The effort includes a second police substation that opened Dec. 19 at 6553 E. Livingston Ave., in the Blacklick Plaza shopping center.
The first substation opened in August in the Taylor Square area, at 7639 Farmsbury Drive.
Early said officer Tammy Jackson is the community resource officer assigned to the Farmsbury substation.
"Our community resource officers are assigned to a specific geographical area," he said. "A lot of our major businesses are located in the Taylor Square area. Having our officers visible in that area can help to deter crime."
The anti-crime blitz with Whitehall police included the use of SWAT officers in high-crime areas in both cities several times in the past few months, Early said.

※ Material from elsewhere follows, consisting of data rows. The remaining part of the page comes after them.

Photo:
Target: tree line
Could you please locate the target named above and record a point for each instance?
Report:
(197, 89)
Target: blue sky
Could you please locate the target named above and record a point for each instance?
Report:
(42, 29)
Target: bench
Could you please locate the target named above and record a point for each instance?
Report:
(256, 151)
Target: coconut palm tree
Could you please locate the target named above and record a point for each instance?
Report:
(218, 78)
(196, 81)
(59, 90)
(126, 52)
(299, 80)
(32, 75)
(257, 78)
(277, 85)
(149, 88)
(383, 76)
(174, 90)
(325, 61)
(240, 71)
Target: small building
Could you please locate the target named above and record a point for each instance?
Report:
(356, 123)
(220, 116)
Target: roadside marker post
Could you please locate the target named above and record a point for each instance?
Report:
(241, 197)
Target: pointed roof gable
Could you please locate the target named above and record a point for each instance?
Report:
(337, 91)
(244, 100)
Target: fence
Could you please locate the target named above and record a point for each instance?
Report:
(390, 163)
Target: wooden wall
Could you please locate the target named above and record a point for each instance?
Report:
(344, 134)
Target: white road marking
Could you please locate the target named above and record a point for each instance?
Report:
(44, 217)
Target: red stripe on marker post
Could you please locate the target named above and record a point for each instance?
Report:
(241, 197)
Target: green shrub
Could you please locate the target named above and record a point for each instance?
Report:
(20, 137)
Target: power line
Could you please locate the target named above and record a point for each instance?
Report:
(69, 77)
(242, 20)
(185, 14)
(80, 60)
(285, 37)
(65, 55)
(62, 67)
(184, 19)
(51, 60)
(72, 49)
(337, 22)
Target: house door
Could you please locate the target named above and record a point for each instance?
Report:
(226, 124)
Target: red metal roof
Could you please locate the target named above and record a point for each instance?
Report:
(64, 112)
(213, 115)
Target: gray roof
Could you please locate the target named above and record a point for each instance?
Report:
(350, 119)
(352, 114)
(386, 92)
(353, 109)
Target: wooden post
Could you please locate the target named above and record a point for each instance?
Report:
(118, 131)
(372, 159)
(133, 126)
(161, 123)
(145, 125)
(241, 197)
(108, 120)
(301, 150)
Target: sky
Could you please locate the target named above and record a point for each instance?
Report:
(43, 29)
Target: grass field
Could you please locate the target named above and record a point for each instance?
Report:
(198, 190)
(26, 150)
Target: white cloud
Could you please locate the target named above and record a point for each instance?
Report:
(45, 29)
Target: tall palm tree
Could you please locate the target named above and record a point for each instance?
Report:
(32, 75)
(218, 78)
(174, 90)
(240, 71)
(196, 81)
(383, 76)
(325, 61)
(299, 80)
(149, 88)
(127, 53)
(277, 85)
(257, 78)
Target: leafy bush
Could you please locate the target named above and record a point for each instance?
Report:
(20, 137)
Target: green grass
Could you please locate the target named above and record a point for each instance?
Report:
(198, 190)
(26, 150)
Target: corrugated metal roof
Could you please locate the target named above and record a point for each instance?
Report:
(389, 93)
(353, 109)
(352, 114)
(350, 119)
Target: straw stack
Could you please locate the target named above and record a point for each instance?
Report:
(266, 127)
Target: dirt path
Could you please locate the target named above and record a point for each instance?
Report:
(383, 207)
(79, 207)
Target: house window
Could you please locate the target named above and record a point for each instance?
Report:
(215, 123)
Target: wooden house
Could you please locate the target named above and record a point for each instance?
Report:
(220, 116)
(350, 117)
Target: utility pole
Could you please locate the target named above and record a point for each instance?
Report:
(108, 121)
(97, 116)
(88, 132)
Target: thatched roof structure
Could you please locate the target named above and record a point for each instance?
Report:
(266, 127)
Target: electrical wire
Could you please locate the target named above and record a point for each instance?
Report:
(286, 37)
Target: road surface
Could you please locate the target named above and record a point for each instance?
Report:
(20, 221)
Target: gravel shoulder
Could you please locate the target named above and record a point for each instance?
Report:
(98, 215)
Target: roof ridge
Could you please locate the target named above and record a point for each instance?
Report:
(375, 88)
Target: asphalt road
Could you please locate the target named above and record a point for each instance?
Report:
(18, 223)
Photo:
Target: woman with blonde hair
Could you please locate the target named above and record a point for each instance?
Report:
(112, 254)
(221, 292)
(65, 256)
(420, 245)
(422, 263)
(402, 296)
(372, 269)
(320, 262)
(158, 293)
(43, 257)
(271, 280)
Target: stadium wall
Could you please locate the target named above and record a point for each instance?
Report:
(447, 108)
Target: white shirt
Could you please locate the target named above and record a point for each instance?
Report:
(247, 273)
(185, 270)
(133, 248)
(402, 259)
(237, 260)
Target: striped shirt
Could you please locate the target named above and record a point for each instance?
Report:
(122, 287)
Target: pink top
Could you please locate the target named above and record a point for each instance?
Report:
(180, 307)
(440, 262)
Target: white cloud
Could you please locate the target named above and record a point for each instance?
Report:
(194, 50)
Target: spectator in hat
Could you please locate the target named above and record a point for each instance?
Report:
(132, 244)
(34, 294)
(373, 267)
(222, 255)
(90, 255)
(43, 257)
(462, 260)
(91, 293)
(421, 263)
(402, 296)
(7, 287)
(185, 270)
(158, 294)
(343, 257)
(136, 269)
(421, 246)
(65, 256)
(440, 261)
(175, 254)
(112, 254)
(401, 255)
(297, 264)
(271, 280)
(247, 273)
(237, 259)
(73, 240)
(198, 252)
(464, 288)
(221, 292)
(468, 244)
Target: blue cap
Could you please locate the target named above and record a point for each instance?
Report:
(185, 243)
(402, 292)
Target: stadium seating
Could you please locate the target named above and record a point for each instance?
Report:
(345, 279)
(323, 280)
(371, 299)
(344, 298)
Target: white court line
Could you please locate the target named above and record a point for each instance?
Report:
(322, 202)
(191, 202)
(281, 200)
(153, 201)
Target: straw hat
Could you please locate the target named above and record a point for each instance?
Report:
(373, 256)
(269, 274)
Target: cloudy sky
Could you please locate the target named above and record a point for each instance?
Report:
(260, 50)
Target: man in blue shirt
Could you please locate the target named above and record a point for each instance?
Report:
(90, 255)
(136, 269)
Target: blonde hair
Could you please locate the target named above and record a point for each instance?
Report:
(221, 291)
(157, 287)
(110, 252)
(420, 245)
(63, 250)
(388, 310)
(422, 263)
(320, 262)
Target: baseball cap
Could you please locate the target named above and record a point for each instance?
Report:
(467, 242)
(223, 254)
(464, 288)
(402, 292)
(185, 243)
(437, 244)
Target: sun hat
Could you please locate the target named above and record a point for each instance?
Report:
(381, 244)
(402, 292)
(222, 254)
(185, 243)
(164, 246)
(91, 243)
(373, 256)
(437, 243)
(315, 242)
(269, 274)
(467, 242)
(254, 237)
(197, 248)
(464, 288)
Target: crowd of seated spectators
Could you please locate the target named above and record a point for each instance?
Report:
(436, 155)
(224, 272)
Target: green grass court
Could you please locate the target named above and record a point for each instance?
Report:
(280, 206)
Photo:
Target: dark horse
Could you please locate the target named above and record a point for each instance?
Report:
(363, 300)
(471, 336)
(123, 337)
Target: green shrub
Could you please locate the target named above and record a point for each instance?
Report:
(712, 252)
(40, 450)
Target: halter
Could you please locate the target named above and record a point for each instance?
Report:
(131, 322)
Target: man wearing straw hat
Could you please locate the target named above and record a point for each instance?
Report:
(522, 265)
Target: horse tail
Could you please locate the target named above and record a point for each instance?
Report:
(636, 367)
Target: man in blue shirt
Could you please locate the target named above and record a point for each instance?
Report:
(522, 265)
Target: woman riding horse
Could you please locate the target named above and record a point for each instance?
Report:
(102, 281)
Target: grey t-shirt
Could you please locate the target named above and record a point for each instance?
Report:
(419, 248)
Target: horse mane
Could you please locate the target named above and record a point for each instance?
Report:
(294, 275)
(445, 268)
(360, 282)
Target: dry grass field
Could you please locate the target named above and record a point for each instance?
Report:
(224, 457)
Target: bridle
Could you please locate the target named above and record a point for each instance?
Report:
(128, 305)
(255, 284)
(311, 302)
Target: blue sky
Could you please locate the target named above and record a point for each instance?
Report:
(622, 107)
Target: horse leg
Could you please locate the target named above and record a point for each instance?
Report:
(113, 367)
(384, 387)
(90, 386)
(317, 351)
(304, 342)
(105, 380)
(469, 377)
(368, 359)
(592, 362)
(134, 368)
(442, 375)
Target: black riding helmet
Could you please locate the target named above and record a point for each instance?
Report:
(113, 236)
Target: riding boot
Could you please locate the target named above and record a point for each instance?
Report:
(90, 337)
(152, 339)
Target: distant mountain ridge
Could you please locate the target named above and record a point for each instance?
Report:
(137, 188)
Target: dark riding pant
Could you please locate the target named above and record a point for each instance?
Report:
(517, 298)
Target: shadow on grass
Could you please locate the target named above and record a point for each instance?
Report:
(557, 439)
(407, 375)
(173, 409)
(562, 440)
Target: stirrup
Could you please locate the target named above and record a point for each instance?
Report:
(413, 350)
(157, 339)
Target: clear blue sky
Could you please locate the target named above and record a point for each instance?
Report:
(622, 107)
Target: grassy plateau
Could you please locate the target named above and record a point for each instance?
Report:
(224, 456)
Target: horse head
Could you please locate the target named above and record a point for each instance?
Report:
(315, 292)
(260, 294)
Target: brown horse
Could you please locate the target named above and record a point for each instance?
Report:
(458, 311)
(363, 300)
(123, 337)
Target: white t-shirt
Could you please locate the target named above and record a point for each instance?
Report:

"We share resources with Whitehall police -- they sent their SWAT team crime vehicle and we sent one of ours," Early said. "The crime blitz operations are a way to assist each other so that we have the ability to reach a larger retail area."
He said the last crime blitz in Reynoldsburg was Nov. 30 at the Taylor Square Shopping Center, when at least 10 people were arrested, charged with theft or picked up on outstanding warrants.
A similar operation was held Dec. 2 in Whitehall when SWAT officers checked out the Great Eastern Shopping Center, Town and Country shopping center and Walmart, at 3657 E. Main St. That blitz produced 14 arrests and 22 charges, according to Whitehall police Sgt. Dan Kelso.
Reynoldsburg police officer Tony Hines, who is assigned to the Livingston Avenue substation, said better accessibility is the goal of establishing the substations.
"Officers will utilize these offices to hold meetings, conduct interviews, take reports and follow up on incidents," he said.
He said the department will periodically host community events at each substation such as "Coffee with a Cop," where people are invited to stop by and enjoy a beverage and snack while meeting Reynoldsburg police officers.
Early said the community resource officers are expected to spend about 40 percent of their time at the substation and 60 percent out on the streets.
"The officers would be assigned there during their eight-hour shift, plus second- and third-shift officers would also have the ability to meet residents there," he said.
Hines said the substations will make it more convenient for people who live nearby to file a complaint or report.
"The substations serve the same purpose as the main police station, with the exception of having a jail holding facility," he said. "There are no set hours for the substations, yet the public can go any time they are open or they can make appointments to meet officers there."
Now that the first substation has been open a while, the benefits to the community have been apparent, Hines said.
"It allows people to communicate with an officer while out running day-to-day errands and has benefitted businesses by cutting down on response times," he said. "It has also allowed them to maximize their resources without taking up too much time going to the police station to sign documents or drop off evidence."
The substations also give officers an additional place to stop and do paperwork or hold interviews and meetings.
Hines said the Coffee with a Cop events will be scheduled monthly.